892. Ici, Jérôme et Raban [Maur] posent la question : si Dieu sait avant que nous ne demandions, pourquoi demandons-nous à Celui qui sait ? La réponse est qu’il existe plusieurs raisons pour lesquelles nous parlons à Celui qui sait et le prions. La première, afin que nous confessions et sachions que nous recevons de Lui ce que nous demandons ; ainsi Raban [écrit] : «Il n’est pas nécessaire de raconter, mais de supplier. » La seconde, afin que soit donné l’exemple ; ainsi Raban [écrit] : «Dieu veut qu’on lui adresse des demandes pour que sa bonté apparaisse aux peuples.» La troisième, afin que notre esprit soit stimulé ; ainsi Jérôme [écrit] : «Nous nous stimulons au moment de la prière.» La quatrième, afin que la dévotion de ceux qui sont présents soit stimulée. Ainsi, Jérôme [écrit] : «Nous parlons, non pas pour faire part de notre volonté, mais pour stimuler l’expression d’une pieuse dévotion.» La cinquième, afin que le désir soit enflammé. La sixième, afin que le cœur soit purifié. La Glose interlinéaire parle de ces deux points : «Le cœur est enflammé par les paroles et est apaisé par les prières.» La septième, afin que l’esprit occupé à des paroles saintes soit éloigné de pensées superflues.

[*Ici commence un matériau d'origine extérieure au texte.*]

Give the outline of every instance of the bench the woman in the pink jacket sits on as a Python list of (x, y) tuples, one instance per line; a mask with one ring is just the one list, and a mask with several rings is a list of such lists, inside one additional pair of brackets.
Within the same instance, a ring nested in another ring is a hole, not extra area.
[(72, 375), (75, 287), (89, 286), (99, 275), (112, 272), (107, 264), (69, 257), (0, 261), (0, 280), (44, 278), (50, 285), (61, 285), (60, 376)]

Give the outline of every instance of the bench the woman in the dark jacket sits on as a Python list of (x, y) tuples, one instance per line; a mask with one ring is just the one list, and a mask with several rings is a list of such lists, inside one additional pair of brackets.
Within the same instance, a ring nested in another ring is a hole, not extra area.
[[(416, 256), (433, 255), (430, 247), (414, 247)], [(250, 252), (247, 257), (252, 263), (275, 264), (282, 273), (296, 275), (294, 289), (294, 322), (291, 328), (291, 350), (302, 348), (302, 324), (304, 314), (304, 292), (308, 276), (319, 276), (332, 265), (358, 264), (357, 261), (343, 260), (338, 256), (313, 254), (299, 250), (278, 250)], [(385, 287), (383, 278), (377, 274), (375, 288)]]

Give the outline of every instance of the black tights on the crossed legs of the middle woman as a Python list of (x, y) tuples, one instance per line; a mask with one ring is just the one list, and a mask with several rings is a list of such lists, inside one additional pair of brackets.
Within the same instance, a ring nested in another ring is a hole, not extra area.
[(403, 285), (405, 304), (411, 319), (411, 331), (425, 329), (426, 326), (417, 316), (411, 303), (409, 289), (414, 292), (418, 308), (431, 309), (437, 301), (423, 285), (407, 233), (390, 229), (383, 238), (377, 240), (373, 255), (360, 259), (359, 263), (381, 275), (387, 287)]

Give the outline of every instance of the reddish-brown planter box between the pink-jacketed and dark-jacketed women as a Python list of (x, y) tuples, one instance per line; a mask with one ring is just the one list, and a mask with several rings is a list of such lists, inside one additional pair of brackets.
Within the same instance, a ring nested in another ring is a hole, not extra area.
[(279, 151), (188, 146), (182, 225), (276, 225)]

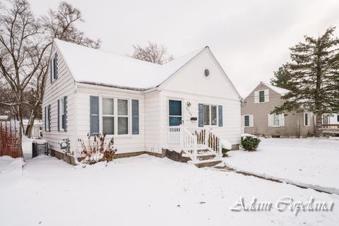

Ne leur ressemblez pas, c’est-à-dire « ne les imitez pas » ; il ne faut pas
que les chrétiens agissent en cela comme les païens. - Car votre Père sait. La battologie est en conséquence
une chose ridicule, inutile, bien plus, injurieuse à Dieu, qu’elle suppose dénuée ou de science ou de bonté à
notre égard. Il connaît tous nos besoins avant d’avoir entendu nos gémissements et nos demandes ; il n’est
donc pas nécessaire qu’on lui fasse mille raisonnements pour le convaincre. - Mais pourquoi le prier, s’il sait tout d’avance ? S. Jean Chrysost. répond : « Non pour que tu lui fasses la leçon, mais pour que tu le
fléchisses. Pour que par le grand nombre de tes supplications tu lui deviennes familier, pour que tu t’humilies
et te rappelles tes péchés. », In Matth. hom. 19.
Nos prières doivent être fréquentes mais courtes, de peur que notre ennemi ne prenne occasion d'une prière trop prolongée pour jeter ses pernicieuses insinuations dans notre âme.
Sommes-nous convaincus que " nous ne savons que demander pour prier comme il faut " (Rm 8, 26) ? Demandons-nous à Dieu " les biens convenables " ? Notre Père sait bien ce qu’il nous faut, avant que nous le lui demandions (cf. Mt 6, 8) mais il attend notre demande parce que la dignité de ses enfants est dans leur liberté. Or il faut prier avec son Esprit de liberté, pour pouvoir connaître en vérité son désir (cf. Rm 8, 27).